As a Republican-controlled Congress in the 1990s debated whether to ban the controversial procedure, Kagan wrote a memo in which she expressed concern about a statement that the American Congress of Obstetricians and Gynecologist was going to release that revealed its panel of experts found no circumstances in which the procedure was the only option for saving the life of the woman.
"This, of course, would be a disaster," she wrote.
Kagan revised the language so the final statement in 1997 said that the partial-birth abortion "may be the best and most appropriate procedure in particular circumstances to save the life or preserve the health of the woman."
Sen. Orrin Hatch, R-Utah, told Kagan on Wednesday "that's a very different spin and obviously a more politically useful spin."
"Your language played an enormous role in both legal and political fights over banning partial-birth abortion," he said. "The political objective of keeping partial-birth abortion legal appears to have trumped what a medical organization originally wrote and left to its own scientific inquiry and that they had concluded."
Congress passed a ban on the procedure twice in the 1990s but President Clinton vetoed it both times. The procedure was finally banned in 2003 when President Bush signed it into law. The Supreme Court upheld the nationwide ban in 2007 in a 5-4 ruling.
On Wednesday, Kagan disputed Hatch's version of the events, but admitted that she did speak with ACOG to revise the statement.
She also refused to take ownership over the memos advocating the less restrictive language.
"What I did was to advance the policy of the president," she said.
Kagan also said ACOG couldn't identify any circumstances in which the procedure was the only one that could be used in a given case but could find situations in which it was least riskiest procedure for women.
"There did come a time when we saw a draft statement that stated the first of these things which we knew ACOG to believe, but not the second, which we also knew ACOG to believe," she said. "And I had some discussions with ACOG about that draft.
"And so we knew that ACOG thought of both of these things," she said. "We informed President Clinton of that fact."
Kagan said the "disaster" would have been a statement that didn't reflect the group's two beliefs.
Hatch wasn't satisfied with her explanation.
"Well, I'll tell you this bothers me a lot because I know that there are plenty of doctors in ACOG who did not believe that partial-birth abortion was an essential procedure and who believed that it was really a brutal procedure and it was a constant conflict there," he said.
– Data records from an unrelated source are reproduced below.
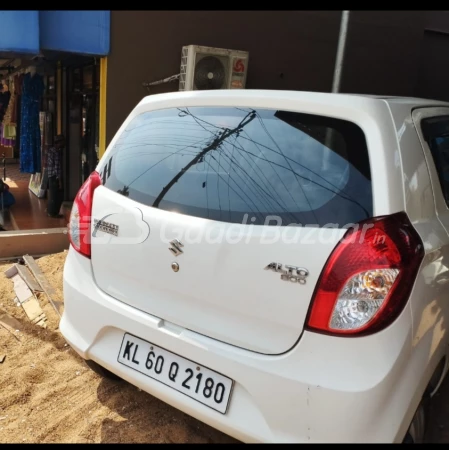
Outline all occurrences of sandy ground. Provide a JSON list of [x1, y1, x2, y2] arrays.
[[0, 253, 236, 443], [0, 253, 449, 443]]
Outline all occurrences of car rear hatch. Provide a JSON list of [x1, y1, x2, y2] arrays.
[[91, 103, 372, 354]]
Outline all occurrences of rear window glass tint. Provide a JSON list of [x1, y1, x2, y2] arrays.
[[102, 107, 373, 227]]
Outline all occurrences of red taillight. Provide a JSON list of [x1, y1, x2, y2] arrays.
[[306, 213, 424, 336], [69, 172, 101, 258]]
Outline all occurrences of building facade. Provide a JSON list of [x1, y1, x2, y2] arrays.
[[106, 11, 449, 145]]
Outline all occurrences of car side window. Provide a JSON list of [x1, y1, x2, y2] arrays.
[[421, 116, 449, 206]]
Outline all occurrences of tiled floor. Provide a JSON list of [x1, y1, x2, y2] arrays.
[[0, 164, 67, 230]]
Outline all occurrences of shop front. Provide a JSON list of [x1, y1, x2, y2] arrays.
[[0, 11, 109, 231]]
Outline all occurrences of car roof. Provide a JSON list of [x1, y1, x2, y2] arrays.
[[141, 89, 449, 109], [344, 94, 449, 107]]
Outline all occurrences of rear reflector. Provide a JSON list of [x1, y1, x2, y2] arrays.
[[306, 213, 424, 336], [69, 172, 101, 258]]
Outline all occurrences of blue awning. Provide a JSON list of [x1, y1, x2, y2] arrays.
[[0, 11, 111, 56], [0, 11, 39, 54]]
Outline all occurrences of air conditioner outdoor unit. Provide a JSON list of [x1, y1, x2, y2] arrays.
[[179, 45, 249, 91]]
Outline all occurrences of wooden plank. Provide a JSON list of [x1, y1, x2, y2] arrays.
[[23, 255, 63, 317], [22, 297, 44, 322], [0, 313, 21, 342], [12, 274, 33, 303], [0, 313, 22, 332], [15, 264, 44, 292]]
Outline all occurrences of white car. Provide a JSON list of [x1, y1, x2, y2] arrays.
[[60, 90, 449, 443]]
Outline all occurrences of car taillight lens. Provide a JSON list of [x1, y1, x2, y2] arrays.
[[306, 213, 424, 336], [69, 172, 101, 258]]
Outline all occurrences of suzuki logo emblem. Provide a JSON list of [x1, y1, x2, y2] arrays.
[[168, 239, 184, 256]]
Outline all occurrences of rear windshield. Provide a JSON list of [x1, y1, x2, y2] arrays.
[[102, 107, 373, 228]]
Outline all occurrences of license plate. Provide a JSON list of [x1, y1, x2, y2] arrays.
[[118, 333, 234, 414]]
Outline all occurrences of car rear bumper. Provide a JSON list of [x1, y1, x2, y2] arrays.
[[60, 249, 417, 443]]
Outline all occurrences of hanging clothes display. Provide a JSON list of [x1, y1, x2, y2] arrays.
[[20, 73, 45, 174], [0, 81, 11, 122], [3, 76, 16, 141]]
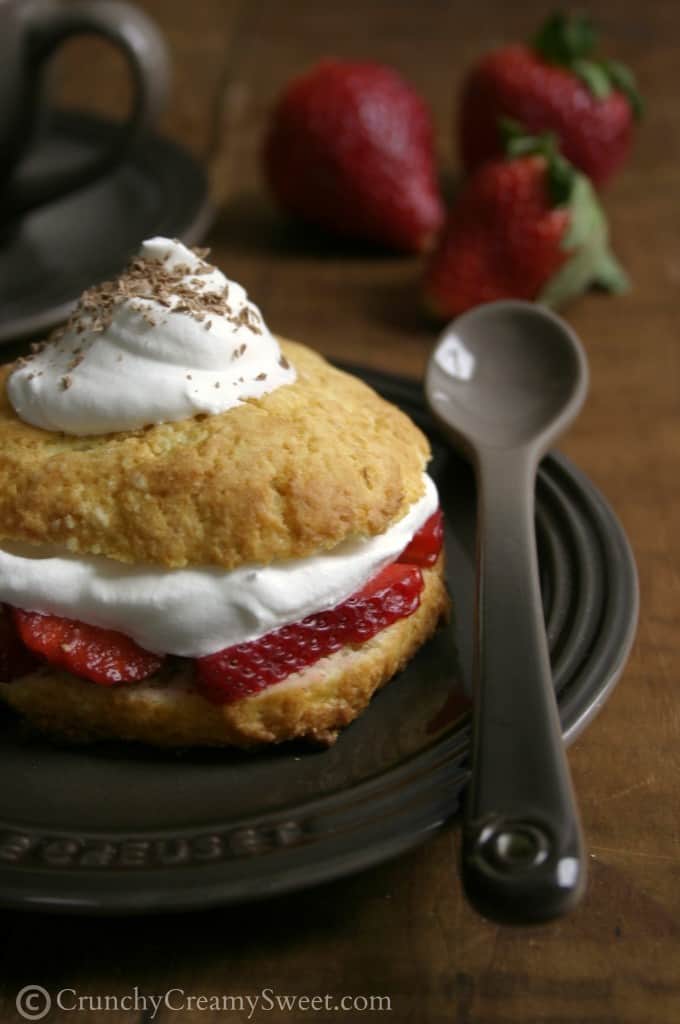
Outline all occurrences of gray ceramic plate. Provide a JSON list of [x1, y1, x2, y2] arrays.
[[0, 373, 638, 912], [0, 112, 212, 342]]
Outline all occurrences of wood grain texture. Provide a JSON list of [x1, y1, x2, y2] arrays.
[[0, 0, 680, 1024]]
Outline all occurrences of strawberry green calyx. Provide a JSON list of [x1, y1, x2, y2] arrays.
[[538, 158, 629, 306], [499, 118, 629, 306], [532, 11, 642, 118], [499, 118, 578, 206]]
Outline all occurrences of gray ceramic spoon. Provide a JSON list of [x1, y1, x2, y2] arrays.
[[426, 301, 588, 924]]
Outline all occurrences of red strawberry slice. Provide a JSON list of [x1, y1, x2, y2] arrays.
[[0, 604, 40, 683], [397, 509, 443, 567], [196, 562, 423, 705], [12, 608, 163, 686]]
"That's something that does bother me because it would be a disaster, you wrote, because ACOG opposed the ban on partial-birth abortion. If anyone ever found out -- and you wrote that it could leak -- even if ACOG did not officially release its original statement, it could have negative political consequences," Hatch said.
Dr. Manny Alvarez, a Fox News contributor, said he was "disappointed" and "outraged" that Kagan would revise the group's statement, calling it "highly inappropriate."
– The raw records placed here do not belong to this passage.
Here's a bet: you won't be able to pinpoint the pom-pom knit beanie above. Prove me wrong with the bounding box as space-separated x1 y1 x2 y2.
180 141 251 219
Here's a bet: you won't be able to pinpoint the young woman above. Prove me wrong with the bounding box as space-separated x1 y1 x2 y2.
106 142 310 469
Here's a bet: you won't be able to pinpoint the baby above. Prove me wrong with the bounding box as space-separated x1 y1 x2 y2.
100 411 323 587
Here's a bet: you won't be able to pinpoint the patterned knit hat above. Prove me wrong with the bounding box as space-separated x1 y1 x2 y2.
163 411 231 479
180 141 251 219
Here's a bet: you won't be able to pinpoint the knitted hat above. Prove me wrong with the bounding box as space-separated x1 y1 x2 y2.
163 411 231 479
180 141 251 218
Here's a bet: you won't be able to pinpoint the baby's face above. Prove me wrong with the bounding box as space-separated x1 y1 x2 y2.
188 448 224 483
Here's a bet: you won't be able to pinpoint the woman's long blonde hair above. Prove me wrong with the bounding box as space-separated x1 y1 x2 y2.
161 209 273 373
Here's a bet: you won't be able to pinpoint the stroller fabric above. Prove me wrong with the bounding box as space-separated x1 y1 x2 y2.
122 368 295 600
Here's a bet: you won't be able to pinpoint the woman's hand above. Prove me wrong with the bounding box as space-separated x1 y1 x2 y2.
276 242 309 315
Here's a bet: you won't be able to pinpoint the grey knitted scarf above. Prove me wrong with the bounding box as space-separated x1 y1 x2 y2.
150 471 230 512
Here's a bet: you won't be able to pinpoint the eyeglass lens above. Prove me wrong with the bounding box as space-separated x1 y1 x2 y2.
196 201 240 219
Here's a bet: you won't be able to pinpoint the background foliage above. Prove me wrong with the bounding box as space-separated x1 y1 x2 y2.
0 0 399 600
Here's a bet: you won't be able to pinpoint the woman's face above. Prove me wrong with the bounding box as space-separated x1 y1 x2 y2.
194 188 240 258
"Here you have an operative at the White House influencing a society that should be independent," he said. "It's disappointing."
Alvarez said Kagan should have told the group to be balanced in its statement instead of allowing it to "plagiarize" her language.
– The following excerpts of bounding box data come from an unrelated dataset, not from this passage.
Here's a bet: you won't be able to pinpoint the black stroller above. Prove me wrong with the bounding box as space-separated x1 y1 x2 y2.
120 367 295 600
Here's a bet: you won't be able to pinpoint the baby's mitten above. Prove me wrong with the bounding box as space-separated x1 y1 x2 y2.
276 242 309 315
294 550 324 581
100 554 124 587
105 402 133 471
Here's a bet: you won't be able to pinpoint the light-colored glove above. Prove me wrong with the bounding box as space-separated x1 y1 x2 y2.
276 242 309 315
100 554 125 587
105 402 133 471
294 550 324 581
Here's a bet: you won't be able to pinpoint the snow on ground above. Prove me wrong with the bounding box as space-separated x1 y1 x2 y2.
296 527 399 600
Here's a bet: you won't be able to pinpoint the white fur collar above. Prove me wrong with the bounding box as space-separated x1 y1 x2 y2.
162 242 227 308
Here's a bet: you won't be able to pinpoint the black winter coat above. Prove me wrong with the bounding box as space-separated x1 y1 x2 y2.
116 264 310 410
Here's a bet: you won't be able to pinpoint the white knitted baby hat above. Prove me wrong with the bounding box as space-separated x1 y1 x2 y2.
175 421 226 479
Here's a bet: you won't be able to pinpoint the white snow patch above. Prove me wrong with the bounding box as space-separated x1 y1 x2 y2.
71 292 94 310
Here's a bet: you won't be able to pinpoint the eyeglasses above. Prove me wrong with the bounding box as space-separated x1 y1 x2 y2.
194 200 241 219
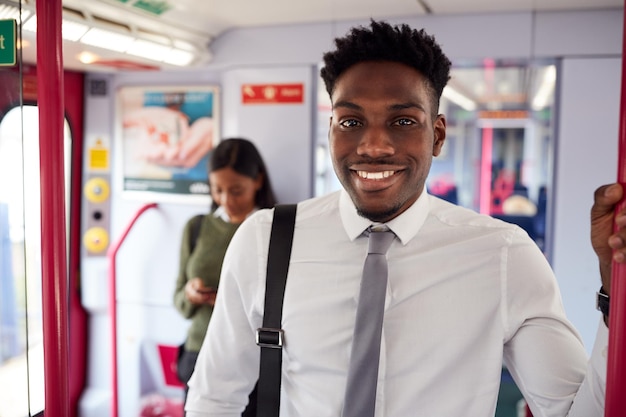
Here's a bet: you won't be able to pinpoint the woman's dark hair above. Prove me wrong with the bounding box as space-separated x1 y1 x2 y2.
320 20 451 116
209 138 276 210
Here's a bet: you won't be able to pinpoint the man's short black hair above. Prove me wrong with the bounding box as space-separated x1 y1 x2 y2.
320 20 451 115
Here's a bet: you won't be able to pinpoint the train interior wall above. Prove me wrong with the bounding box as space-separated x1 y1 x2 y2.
80 10 622 417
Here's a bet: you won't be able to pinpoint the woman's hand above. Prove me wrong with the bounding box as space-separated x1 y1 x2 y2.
185 278 217 306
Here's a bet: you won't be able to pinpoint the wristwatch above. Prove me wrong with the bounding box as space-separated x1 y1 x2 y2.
596 287 609 317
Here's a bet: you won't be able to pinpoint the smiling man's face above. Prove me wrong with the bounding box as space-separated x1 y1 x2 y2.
329 61 446 222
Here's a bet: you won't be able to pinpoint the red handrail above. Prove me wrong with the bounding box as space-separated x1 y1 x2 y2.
106 203 157 417
604 4 626 417
36 0 70 417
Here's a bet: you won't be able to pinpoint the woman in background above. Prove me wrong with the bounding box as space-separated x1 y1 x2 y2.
174 138 276 417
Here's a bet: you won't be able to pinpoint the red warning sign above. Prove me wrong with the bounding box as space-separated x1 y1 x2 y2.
241 84 304 104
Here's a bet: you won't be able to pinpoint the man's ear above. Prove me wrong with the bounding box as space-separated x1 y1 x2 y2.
433 114 446 156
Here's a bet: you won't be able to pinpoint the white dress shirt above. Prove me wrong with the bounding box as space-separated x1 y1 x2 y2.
186 191 608 417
"At the end of the day, they're not serving the American people correctly nor serving the medical community correctly."
Americans United for Life, a group that opposes abortion, expressed concern about Kagan's testimony.
"There are serious discrepancies between her statements to Sen. Hatch and the documented evidence of her actions in December 1996," Charmaine Yoest, president and chief executive of Americans United for Life.
Yoest said senators need to ask Kagan why she thought it was appropriate to interfere in the positions of medical organizations.
"Further, does the lack of any evidence of harm to a woman's health because of the unavailability of partial-birth abortion for the past three years affect her perspective on the issue?" she said. "Does Kagan still believe that partial-birth abortion is necessary to protect a woman's health? If so, what is her factual basis to support this?"